If you wish to continue auto-generating from the database and want to model multiple inheritance, then I think you have the right idea: Alter the tool to spit out interfaces with multiple inheritance, plus X num implementations.
You indicated elsewhere that a convention for inheritance vs. aggregation is enforced, and (as I understand) you know exactly how the resulting interfaces and classes should look. I understand that business rules are implemented elsewhere (maybe in a business rules engine?), so regenerating the classes should not require changes to dependent code, unless you want to take advantage of those changes, or existing properties have been altered or removed.
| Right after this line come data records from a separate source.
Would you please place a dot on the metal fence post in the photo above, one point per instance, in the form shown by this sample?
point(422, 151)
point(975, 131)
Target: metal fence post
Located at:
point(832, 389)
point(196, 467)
But you won't be done. Your classes will still have id's of related entities. If you want to make things easier for client code, you should have references to related entities (not caring about the related entity's ID), like this:
public class Person{
public Guid? PersonID { get; set; }
public Person Parent { get; set; }
}
That would make things easier on the client. When you think about it, going from ID's to references is work you have to do anyway; it's better to do it once in the middle tier than to let the client do it N number of times. Plus this makes your code less database-dependent.
So above all else, I recommend writing an OO wrapper for the auto-generated classes. You would program against this OO wrapper for almost everything; let only the data access layer interact with the auto-generated classes. Sure, you can't reuse inheritance metadata in the database (specified via conventions, I assume?), but at least you won't be carving a new path.
By contrast, what you have now looks like an anemic data model or worse.
The scenario is unclear to me.
If the code is generated, you don't need any magic: add some metadata to your database objects (e.g. Extended Properties in SQL Server) that flags the "basic" interfaces, and modify your generating template/tool to consider the flags.
If the question is about multiple inheritance, you are out of luck with .Net.
If the code is generated, you may also take advantage of partial classes and methods (are you using .Net 3.5?) to produce code in different source files.
If you need to generate code at run-time there are many techniques, not least ORM tools.
Now may you be a bit more explicit of your design context?